Em Nota sobre a criança, Lacan apresenta de modo estrutural, a função da família, a função materna e a função paterna. Dizemos que as apresenta de modo estrutural, porque não se refere às mil e uma formas diferentes de habitar a função paterna ou materna, nem as milhares de figurações familiares possíveis mas que reduz essas funções a seu traço mínimo, o traço único que define essas funções, tal como se fosse uma função em matemática, um f(x). A função está definida por apenas um traço, o x se refere às mil formas de habitar esse traço. Vejamos quais traços definem essas três funções:

– A função familiar se define especificamente por ser aquela que transmite um desejo não anônimo[2]. Deve-se diferenciar essa fórmula em três elementos: que tem uma função de transmissão para a criança; o que se transmite é um desejo de alguém que encarna o lugar do Outro - por isso é não anônimo - e que esse desejo deve ser singularizado na criança. Com respeito ao anônimo, Lacan se refere às experiências sociais tais como as crianças criadas comunitariamente ou hospitalarmente. O desejo anônimo implica que não haja transmissão do desejo.

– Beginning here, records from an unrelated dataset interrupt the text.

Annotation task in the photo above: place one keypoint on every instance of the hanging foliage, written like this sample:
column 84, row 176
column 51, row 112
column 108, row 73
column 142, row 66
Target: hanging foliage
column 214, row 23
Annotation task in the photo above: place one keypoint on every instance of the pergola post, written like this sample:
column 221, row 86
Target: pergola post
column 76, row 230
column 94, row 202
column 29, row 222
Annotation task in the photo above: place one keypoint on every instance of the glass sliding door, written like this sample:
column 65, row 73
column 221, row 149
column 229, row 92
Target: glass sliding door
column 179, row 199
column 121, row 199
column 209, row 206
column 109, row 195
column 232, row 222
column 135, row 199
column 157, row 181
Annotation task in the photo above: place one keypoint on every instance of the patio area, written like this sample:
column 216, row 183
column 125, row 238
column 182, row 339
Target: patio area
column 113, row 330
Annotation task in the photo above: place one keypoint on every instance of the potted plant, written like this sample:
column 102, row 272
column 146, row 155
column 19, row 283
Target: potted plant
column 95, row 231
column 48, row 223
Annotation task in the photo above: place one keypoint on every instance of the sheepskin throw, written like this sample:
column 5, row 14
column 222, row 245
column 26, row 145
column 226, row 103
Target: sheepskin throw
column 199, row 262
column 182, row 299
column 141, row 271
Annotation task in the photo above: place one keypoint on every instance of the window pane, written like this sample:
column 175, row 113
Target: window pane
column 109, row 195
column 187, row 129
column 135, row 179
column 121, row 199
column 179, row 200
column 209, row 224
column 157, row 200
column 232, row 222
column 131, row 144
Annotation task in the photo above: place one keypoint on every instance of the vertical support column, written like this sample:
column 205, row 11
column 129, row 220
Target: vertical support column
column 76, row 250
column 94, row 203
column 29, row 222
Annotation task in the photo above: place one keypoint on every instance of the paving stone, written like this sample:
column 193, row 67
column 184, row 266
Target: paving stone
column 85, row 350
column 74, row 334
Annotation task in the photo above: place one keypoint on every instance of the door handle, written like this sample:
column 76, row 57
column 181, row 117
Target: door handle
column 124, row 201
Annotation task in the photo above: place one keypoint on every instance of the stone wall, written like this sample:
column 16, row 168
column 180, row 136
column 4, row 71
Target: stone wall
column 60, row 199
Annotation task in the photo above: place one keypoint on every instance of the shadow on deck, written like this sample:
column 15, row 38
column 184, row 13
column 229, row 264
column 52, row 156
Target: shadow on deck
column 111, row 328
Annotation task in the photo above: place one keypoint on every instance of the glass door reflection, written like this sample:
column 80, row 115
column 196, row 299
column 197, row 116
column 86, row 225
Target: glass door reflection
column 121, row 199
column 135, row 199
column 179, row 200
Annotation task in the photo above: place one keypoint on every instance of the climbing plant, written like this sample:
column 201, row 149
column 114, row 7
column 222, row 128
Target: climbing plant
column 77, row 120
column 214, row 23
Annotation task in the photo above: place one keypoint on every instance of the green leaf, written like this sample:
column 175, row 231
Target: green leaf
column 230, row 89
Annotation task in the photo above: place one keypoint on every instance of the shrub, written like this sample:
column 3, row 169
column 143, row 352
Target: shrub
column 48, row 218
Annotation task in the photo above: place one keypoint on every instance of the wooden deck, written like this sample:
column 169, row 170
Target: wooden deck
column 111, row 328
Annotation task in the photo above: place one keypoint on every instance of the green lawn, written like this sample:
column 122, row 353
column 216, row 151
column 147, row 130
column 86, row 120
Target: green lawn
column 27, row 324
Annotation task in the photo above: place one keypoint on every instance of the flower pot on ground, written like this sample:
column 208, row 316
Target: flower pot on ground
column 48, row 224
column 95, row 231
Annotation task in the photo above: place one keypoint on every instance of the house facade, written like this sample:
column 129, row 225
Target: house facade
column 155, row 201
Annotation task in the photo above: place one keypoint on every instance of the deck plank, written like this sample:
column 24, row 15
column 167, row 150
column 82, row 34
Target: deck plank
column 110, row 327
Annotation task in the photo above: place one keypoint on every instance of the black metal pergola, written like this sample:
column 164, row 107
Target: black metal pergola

– A função materna é a da transmissão dos "cuidados que trazem a marca de um interesse particularizado" , isto é, "um desejo pela via de sua falta"[3]. Isto também implica separá-lo: específica-se pela função dos cuidados que têm a marca de um desejo, com a condição de que nesses cuidados haja uma falta, que se refere do lado materno à falta fálica, que assegura o desejo materno para a criança.

– A função paterna é a de "uma encarnação da lei no desejo"[4] , o qual implica que seu desejo deva funcionar para a criança como o que lhe permite, em algum momento, separar-se do gozo materno.

A redução que faz Lacan do traço que define a função, permite que essa função seja ocupada de múltiplas formas e permite a psicanálise lacaniana sair das fórmulas clássicas sem nenhuma nostalgia da família tradicional burguesa.

Assim, a função do cuidado materno pela via da falta desejante pode ser cumprida por uma mãe, um pai, uma tia, uma avó, um avô, uma professora, uma enfermeira ou qualquer um que cumpra esse f(x). A função cuidado é ampla e pode remeter tanto aos cuidados primários do bebê, como dos cuidados vitais da alimentação e abrigo, como dos cuidados pela via do amor. A função de conjunção do desejo e da lei pode ser ocupada por um pai, uma mãe, um avô,uma avó, um tio, um professor ou qualquer um que cumpra esse f(x).

O desejo não anônimo também pode ser transmitido em uma família monoparental, homoparental, multiparental, juntada, ou todas as combinações possíveis: uma mãe sozinha, duas mães, dois pais, uma mãe e um pai, uma mãe e uma avó, combinações diversas, mas em qualquer delas que se transmita um desejo não anônimo duplo: o de um cuidado, com a condição de uma falta desejante e de um desejo unido a uma lei.

Indaga-se: o que ocorre se uma dessas condições não se cumpre? o que ocorre se a criança não é desejada em qualquer das três funções encarregadas da transmissão do desejo?

Produz-se a figura da criança não desejada,

Aclaremos essa figura: assim como falamos de um traço que define essas três funções. Lacan, no Seminário 5 fala da função, "criança desejada", como uma função que estrutura o desejo e o gozo de um modo permanente e ao longo da vida. Assim, ele diz: " Este termo é essencial. É mais do que ter sido, neste ou naquele momento, uma criança mais ou menos satisfeita. A expressão criança desejada corresponde à constituição da mãe como sede do desejo, e toda dialética da relação do filho com o desejo da mãe que tentei demonstrar-lhes e que se concentra no fato primordial do símbolo da criança desejada"[5]

Lacan o chama um símbolo, um termo, uma função, o qual implica que não deve imaginarizar-se: não se trata de não ter sido querido, mas de que não se tenha cumprido a transmissão de alguma dessas três funções que produzem a função da criança desejada.

Como diz Lacan na citação das três funções, a materna é a que tem um papel principal com relação a criança desejada ou não desejada, embora as outras duas também sejam determinantes.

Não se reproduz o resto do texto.